Whenever automation comes up in the UK as a subject for debate, I always hear a lot of suspicion, though—that this is just a way to get rid of my job. Do you feel that is a challenge in RPA adoption, or a myth?

It’s definitely not a myth. You hear about automation anxiety all the time, because at the end of the day automation does what people used to do until a minute ago—definitely the more routine, repetitive work that people do. Those kinds of workers within an enterprise, are scared because if all they do is copy-paste all day, then definitely they can be replaced.

But the reality that we see is not is much less letting go. RPA’s maybe slowing down hiring rates because companies can put in robots to do a lot of the work, but then they’re re-purposing their people to do other things. Take contact centres: a lot of enterprises are facing new topics that customers are calling about, and conversations tend to be much more complex—robots would not be able to do those things right, and you can’t really replace complex decisioning and out of the box thinking that employees can apply to help customers. People are there for the long term and we’re seeing a big trend in the market towards stronger adoption of attended automation.

What do you mean by that term?

Essentially, using robots to help the existing workforce do its work better; putting in personal robotic assistance for an employee. The first thing that can do is help you with work you hate to do… If I’m an IT person and when people leave the company, I need to erase that employee from 10, maybe more, different systems. That’s a very mundane task, which you would love to see taking off my task list. That’s the type of task the robot will take over, we’re seeing. Actually, it’s a breath of fresh air for employees once they realise the type of jobs robots are taking that lets them be more creative.

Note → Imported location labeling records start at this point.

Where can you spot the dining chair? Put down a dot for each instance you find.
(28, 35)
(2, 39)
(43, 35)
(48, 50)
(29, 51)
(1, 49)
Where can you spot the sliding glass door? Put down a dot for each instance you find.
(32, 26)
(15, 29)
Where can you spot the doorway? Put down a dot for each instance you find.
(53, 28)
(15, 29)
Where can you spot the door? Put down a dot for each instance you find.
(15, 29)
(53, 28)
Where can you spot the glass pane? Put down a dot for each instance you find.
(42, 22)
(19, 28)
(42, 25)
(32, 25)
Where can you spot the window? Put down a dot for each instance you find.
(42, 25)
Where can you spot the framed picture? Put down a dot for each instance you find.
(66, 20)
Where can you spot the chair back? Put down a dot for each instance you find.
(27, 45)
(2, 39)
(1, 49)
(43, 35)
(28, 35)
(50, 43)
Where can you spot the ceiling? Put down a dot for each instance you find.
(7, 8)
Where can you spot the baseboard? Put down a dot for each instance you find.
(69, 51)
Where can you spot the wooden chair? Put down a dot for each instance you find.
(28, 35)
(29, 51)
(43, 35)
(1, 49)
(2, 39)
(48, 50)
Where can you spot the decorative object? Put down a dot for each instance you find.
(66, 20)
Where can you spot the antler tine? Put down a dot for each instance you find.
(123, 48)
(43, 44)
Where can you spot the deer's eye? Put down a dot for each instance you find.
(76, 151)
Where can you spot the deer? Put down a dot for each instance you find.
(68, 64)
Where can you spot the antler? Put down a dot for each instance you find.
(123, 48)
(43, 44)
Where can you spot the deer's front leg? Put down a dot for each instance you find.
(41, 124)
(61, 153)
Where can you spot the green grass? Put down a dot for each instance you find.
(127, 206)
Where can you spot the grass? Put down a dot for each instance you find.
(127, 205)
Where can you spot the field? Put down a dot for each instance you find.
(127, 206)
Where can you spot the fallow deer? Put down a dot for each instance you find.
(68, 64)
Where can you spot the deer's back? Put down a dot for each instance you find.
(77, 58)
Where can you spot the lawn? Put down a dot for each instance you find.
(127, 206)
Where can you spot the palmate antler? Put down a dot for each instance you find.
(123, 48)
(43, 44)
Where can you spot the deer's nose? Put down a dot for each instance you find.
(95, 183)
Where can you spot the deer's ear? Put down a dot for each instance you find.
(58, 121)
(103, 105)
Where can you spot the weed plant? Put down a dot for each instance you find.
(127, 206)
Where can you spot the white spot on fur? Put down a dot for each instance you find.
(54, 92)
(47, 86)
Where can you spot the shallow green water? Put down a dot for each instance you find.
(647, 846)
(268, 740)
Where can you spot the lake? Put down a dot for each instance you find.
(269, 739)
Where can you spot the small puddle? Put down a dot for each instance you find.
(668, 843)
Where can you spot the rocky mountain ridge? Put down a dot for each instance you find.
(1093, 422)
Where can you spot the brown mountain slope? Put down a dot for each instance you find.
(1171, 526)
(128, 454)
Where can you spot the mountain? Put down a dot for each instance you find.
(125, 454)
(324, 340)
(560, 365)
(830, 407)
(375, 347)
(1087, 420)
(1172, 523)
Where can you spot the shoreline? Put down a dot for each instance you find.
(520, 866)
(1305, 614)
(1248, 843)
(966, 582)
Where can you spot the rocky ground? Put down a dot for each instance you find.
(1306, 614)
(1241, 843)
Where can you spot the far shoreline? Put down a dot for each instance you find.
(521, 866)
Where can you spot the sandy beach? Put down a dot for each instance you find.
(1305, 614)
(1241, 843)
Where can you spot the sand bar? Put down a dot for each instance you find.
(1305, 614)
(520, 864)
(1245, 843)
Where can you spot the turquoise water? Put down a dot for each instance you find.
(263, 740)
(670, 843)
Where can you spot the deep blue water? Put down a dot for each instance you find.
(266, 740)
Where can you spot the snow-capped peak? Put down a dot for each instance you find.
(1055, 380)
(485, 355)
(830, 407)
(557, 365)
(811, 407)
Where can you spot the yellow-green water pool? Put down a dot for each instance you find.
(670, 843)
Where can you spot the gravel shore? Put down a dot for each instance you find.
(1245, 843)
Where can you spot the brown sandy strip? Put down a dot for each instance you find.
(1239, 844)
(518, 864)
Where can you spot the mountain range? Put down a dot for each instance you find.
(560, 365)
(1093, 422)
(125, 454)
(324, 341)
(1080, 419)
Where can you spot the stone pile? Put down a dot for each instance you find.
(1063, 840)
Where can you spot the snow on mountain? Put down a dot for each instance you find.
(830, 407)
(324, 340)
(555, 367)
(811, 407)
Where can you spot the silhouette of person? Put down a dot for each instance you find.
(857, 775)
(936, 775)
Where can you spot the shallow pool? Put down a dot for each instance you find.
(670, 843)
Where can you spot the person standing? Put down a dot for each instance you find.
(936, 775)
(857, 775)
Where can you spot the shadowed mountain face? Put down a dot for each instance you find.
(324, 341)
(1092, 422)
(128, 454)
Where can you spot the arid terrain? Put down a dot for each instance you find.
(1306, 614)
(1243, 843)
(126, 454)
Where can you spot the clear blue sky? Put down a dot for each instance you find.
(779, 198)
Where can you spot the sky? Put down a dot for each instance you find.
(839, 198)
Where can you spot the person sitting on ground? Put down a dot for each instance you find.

RPA right now is just not about replacing us but there popping up guidance and assistance to make you much more effective, to help them meet your KPIs, to help teams provide a better customer service which they’d want to do anyway.

Finally, Karen, what do you see 2021 being about for RPA?

The route this market is going towards, in the UK and elsewhere, is adopting more AI into the robot’s capabilities. Already we have some implementations of AI that are really helping us scale RPA, really helping to get the automation out there much quicker, like desktop process mining that uses unsupervised machine learning to identify processes then build automations automatically, based on what it identified, rather than asking people, What do you think should be automated? which is not the best guarantee of success.